Fig. 1 shows the constructed perturbed kNN graph from IBD samples. Figure 1: Perturbed kNN undirected proximity graph constructed from IBD OTU table using k=5, T=100, and c=0.6.

Fig. 2 shows the constructed perturbed kNN graph from healthy control samples. Note that we don’t need to construct this network since it has been generated in tutorial 2. Figure 2: Perturbed kNN undirected proximity graph constructed from healthy OTU table using k=5, T=100, and c=0.6 (See Example_2).

Now, we can use cytoscape and some of its plugins to compare the two graphs in Figures 1 and 2.

## Analysis of global topological properties¶

First, we used Cytoscape NetworkAnalyzer tool (1) to get several global properties of each network. Fig. 3 shows that IBD network has higher average node degree, clustering coefficient, network centralization, and number of nodes.

Figure 3: Global network properties for healthy (top) and IBD (bottom) networks.

## Analysis of top first modules¶

Second, we used MCODE (2) to extract top modules from each network. Fig. 4 compare the top first module from healthy (top) and IBD (bottom) networks.
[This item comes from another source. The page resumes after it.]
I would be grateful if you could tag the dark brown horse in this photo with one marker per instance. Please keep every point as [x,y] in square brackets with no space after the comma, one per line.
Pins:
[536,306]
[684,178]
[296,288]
For healthy network, the top module includes interactions between 4 different genera of Firmicutes and 2 different genera of Actionbacteria. For IBD network, the top module includes interactions among different genara belonging to Actionbacteria, Proteobacteria, Firmicutes, and Bacteriodetes phylum.
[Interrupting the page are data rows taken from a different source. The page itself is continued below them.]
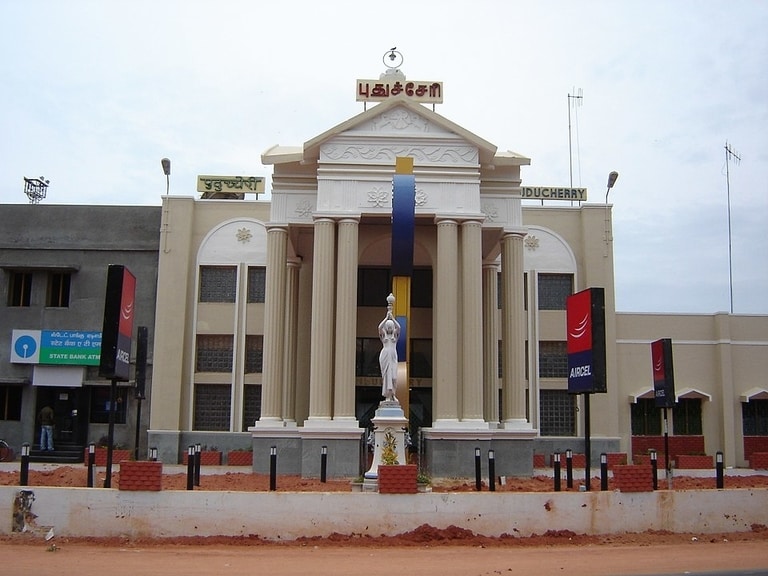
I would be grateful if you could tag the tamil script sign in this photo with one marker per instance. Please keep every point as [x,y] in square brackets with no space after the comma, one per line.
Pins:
[381,90]
[73,347]
[235,184]
[552,193]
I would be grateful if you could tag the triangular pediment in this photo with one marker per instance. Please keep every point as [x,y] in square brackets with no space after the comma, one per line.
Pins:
[404,118]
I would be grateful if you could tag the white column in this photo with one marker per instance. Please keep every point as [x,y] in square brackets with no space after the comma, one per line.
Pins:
[513,332]
[445,326]
[274,327]
[291,339]
[472,322]
[346,322]
[321,337]
[490,342]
Figure 4: Top module extracted from healthy (top) and IBD (bottom) networks.

## Analysis of most varying nodes¶

Third, we used DyNet Analyzer (3) to compare the the networks in healthy and IBD states. The results are visualized in Fig. 5 where: green edges represent edges present only in healthy network; red edges represent edges present only in IBD network; and gray edges represent edges present in both networks. DyNet also associates a rewiring score with each node that quantifies the amount of change in the identity of the node interacting neighbors. We then ranked nodes by their DyNet score and generated a subnetwork of the top 20 nodes (See Fig. 6). Interestingly, 13 out of 20 nodes form a single connected module. In this module, two nodes corresponding to corynebacterium genera and Rhodocyclaceae family have the highest node degrees of 5 and 4 (respectively). Figure 5: DynNet Analyzer. Healthy (green) and IBD (red).

Figure 6: Subnetwork of top 20 varying nodes determined using DyNet score.

References:

[1] Assenov, Yassen, et al. “Computing topological parameters of biological networks.” Bioinformatics 24.2 (2007): 282-284.
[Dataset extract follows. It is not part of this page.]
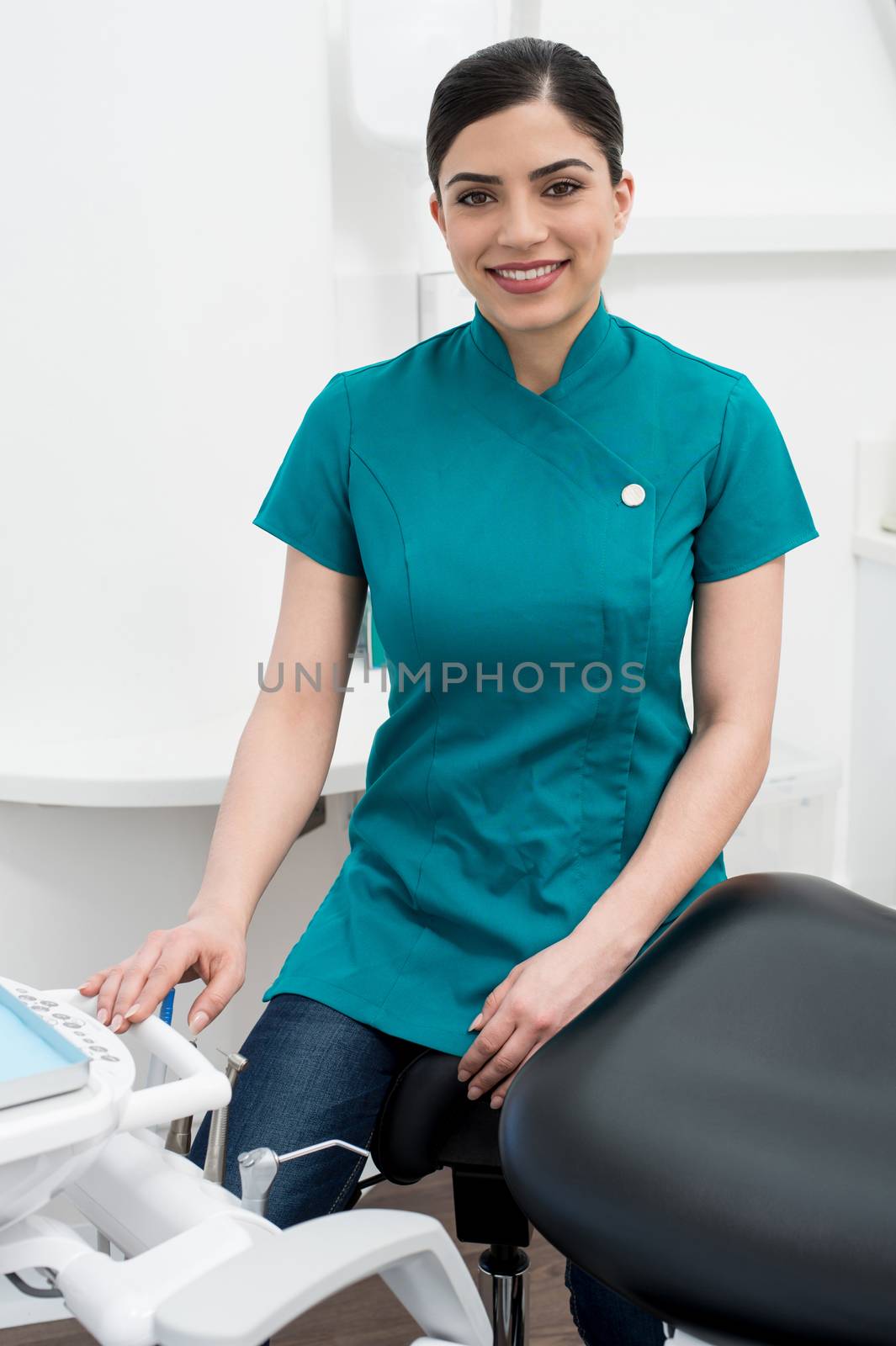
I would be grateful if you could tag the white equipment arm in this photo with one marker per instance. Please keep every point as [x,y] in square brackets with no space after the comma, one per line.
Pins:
[258,1291]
[2] Bader, Gary D., and Christopher WV Hogue. “An automated method for finding molecular complexes in large protein interaction networks.” BMC bioinformatics 4.1 (2003): 2.

[3] Goenawan, Ivan H., Kenneth Bryan, and David J. Lynn. “DyNet: visualization and analysis of dynamic molecular interaction networks.” Bioinformatics 32.17 (2016): 2713-2715.